Vingt-huit personnes au total ont été tuées dans cette série de braquages de supermarchés et de petits commerces du centre de la Belgique entre 1982 et 1985. Le parquet fédéral belge, qui avait centralisé l’enquête pendant six ans, a dû faire face à l’incompréhension de certaines familles de victimes, en les réunissant pour annoncer la fin des investigations.
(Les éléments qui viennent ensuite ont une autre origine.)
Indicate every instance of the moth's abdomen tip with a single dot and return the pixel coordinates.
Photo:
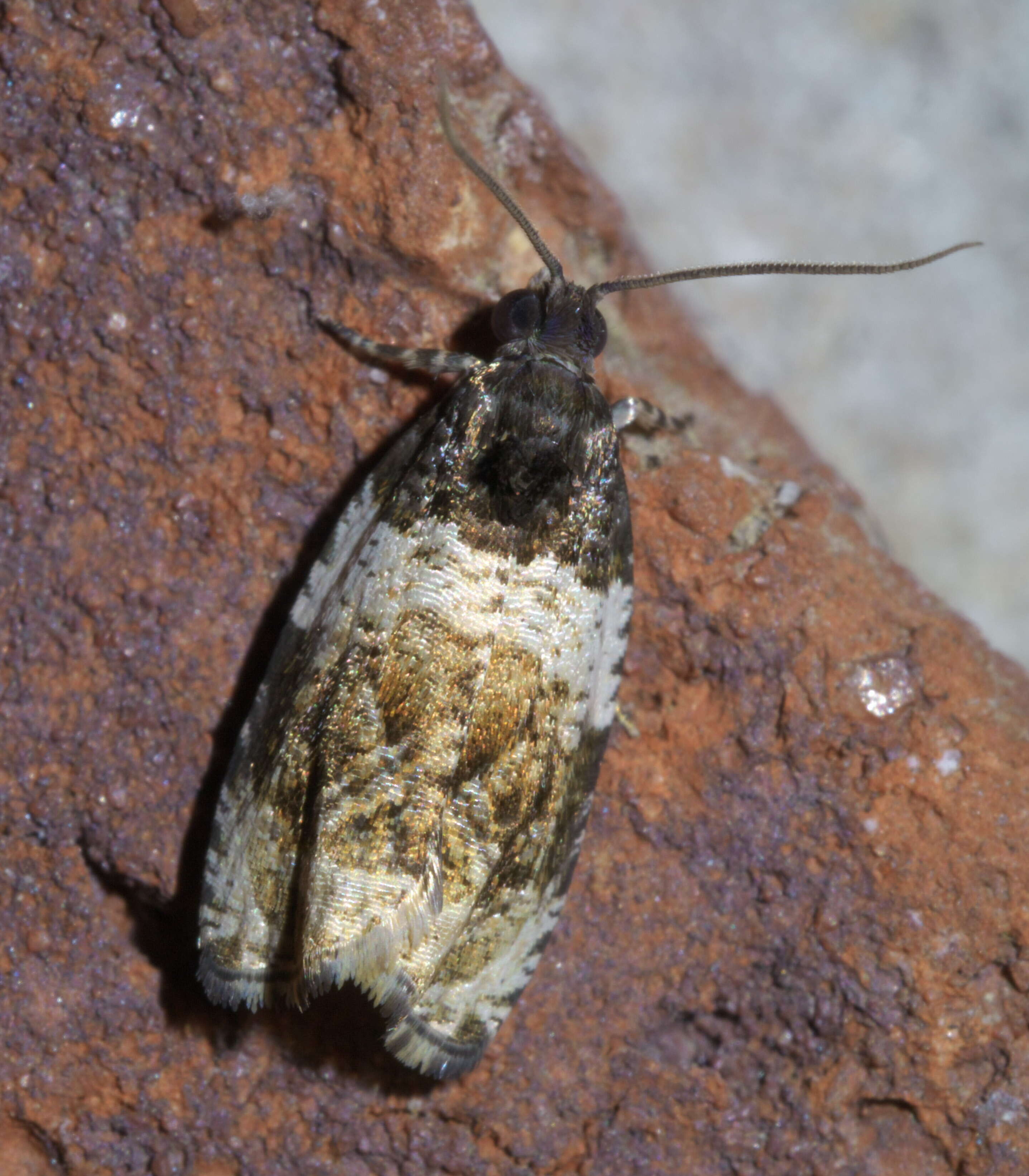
(418, 1045)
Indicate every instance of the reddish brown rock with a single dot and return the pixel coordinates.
(798, 939)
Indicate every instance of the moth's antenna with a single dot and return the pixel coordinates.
(504, 197)
(767, 267)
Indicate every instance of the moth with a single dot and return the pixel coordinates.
(407, 799)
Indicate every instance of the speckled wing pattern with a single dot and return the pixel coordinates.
(407, 798)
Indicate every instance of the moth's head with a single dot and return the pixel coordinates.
(557, 318)
(551, 317)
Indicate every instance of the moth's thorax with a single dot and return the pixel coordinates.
(571, 331)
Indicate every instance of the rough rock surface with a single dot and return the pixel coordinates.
(797, 942)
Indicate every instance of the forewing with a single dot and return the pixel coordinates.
(249, 900)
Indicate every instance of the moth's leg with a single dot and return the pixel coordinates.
(644, 416)
(419, 359)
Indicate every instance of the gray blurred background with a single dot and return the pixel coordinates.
(852, 130)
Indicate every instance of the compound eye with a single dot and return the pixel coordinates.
(599, 333)
(517, 316)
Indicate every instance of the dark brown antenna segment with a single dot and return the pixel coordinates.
(494, 186)
(770, 267)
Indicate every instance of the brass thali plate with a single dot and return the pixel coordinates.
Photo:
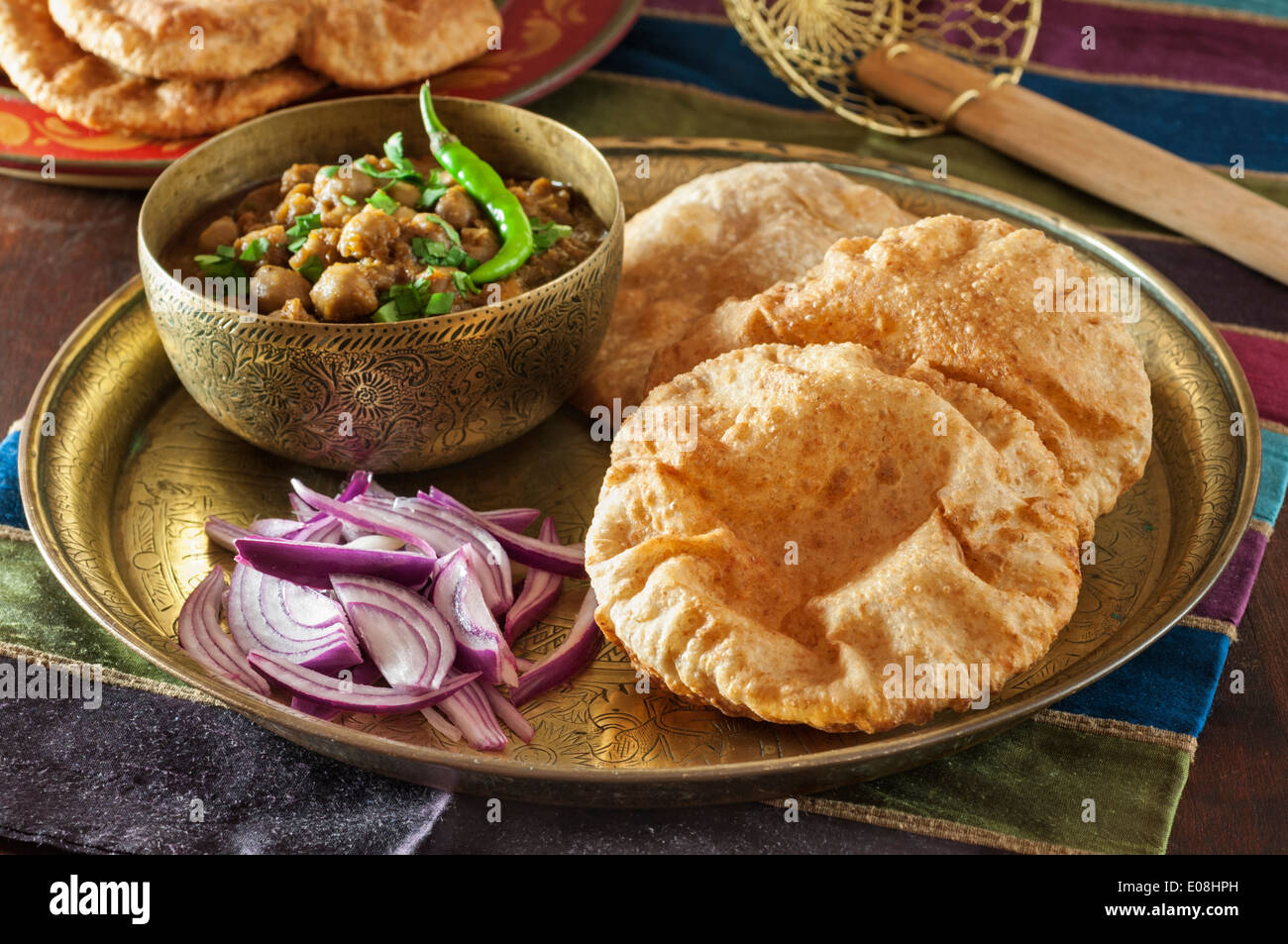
(116, 498)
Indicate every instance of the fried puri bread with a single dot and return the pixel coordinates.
(59, 76)
(782, 524)
(964, 295)
(725, 235)
(375, 44)
(183, 39)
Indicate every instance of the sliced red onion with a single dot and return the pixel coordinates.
(273, 527)
(301, 509)
(351, 532)
(471, 711)
(364, 674)
(404, 636)
(514, 519)
(458, 595)
(312, 563)
(224, 533)
(288, 621)
(201, 636)
(376, 543)
(539, 594)
(426, 535)
(568, 561)
(497, 577)
(348, 695)
(572, 656)
(509, 715)
(441, 724)
(321, 530)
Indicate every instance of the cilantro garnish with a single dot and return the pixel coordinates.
(402, 168)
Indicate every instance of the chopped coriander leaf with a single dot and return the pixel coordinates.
(546, 235)
(406, 297)
(312, 268)
(447, 227)
(429, 196)
(219, 265)
(463, 283)
(439, 303)
(386, 313)
(382, 201)
(402, 168)
(256, 250)
(433, 253)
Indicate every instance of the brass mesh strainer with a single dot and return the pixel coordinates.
(814, 44)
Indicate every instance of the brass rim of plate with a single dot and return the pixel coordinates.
(77, 558)
(812, 46)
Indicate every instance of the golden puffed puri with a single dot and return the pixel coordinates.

« C’est l’enterrement du dossier »
« Toutes les actions d’enquête possibles ont été menées (…) Malheureusement, nous n’avons pas pu faire éclater la vérité », a déclaré la chef du parquet fédéral, Ann Fransen, lors d’une conférence de presse. Elle a dit regretter « le nouveau coup dur » que représente cette annonce pour les familles, tout en soulignant la nécessité d’être « claire et transparente » avec elles.
« C’est l’enterrement du dossier, ça me rend très triste », a réagi Irena Palsterman, dont le père fut l’une des huit victimes de l’attentat du supermarché Delhaize à Alost le 9 novembre 1985.
Les tueries ont eu lieu en deux vagues. La seconde, à l’automne 1985, fut particulièrement sanglante, frappant au hasard des familles avec enfants qui allaient faire des courses. Au total, 16 personnes sont décédées les 27 septembre et 9 novembre 1985.
La piste de l’implication des gendarmes
L’une des pistes les plus sérieusement envisagées était celle d’une tentative de déstabilisation de l’Etat belge menée par des gendarmes ou d’anciens gendarmes réputés proches de l’extrême droite. Mais cette piste n’a jamais abouti en quarante ans, malgré des enquêtes régulièrement relancées et de nouvelles arrestations aboutissant parfois à des inculpations.
L’avocat des parties civiles, Kristiaan Vandenbussche, a dénoncé ce vendredi une enquête « sabotée par la gendarmerie », dont certains membres auraient veillé à protéger les auteurs en trompant les enquêteurs.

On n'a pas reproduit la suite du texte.